Defying plus following orders and killing my wish-
Again, instead of speaking up, i just awkwardly drifted around. All i had to do was relay orders and ask for what i wanted. Silly little me.

Case confidence-
I really feel like i do cases really well now. Confident.

It's amazing how you just naturally comfortable with certain people and naturally uncomfortable with some.

Just wondering whether to speak out. I do this so much. Instead of just speaking out. I keep thinking. I need to start being clear in my head. Breathe. Think about what i am thinking. Be clear. Speak up.

Taking my time out in the afternoon felt real good. I realized that too long in a place puts me in a rut. And i can't do anything ahead. I need me my change.

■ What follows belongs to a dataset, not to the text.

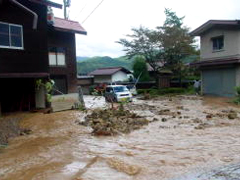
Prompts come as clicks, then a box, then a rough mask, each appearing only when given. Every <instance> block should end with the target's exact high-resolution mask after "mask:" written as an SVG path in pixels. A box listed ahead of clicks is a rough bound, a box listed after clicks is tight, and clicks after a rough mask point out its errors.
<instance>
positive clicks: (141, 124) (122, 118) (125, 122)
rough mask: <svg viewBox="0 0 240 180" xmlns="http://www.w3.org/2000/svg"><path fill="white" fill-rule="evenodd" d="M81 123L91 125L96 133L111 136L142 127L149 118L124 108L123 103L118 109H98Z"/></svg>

He wasn't there. Yes, him, Valentin. I expected him to be. I was curious as to how our encounter would be. But it didn't happen. It made me feel, nothing. I just wondered where he was.

Not communicating clearly with my colleague clearly. I made him feel like i was uncooperative, even though i wasn't. I also couldn't ask him to do some stuff. I just didn't know how to ask.

Making good decisions like handling juniors. Achievement points.

Need to establish rapport with guide. Really. It will be beneficial to me.

Realizing the need to read more and more. I am so far behind.

Not being able to have tea alone. Why...
Not being able to ask for tea. This would the sixth communication mistake i made today. Really?!
Wasting time...everybody's...because i couldn't have tea alone.

Being naughty about diet. I ate oily food. But i craved it. Wondering about dinner.

Decisions about dinner and gym. I think too much.

Just taking control of my evening subsequently. Felt good. Feels good.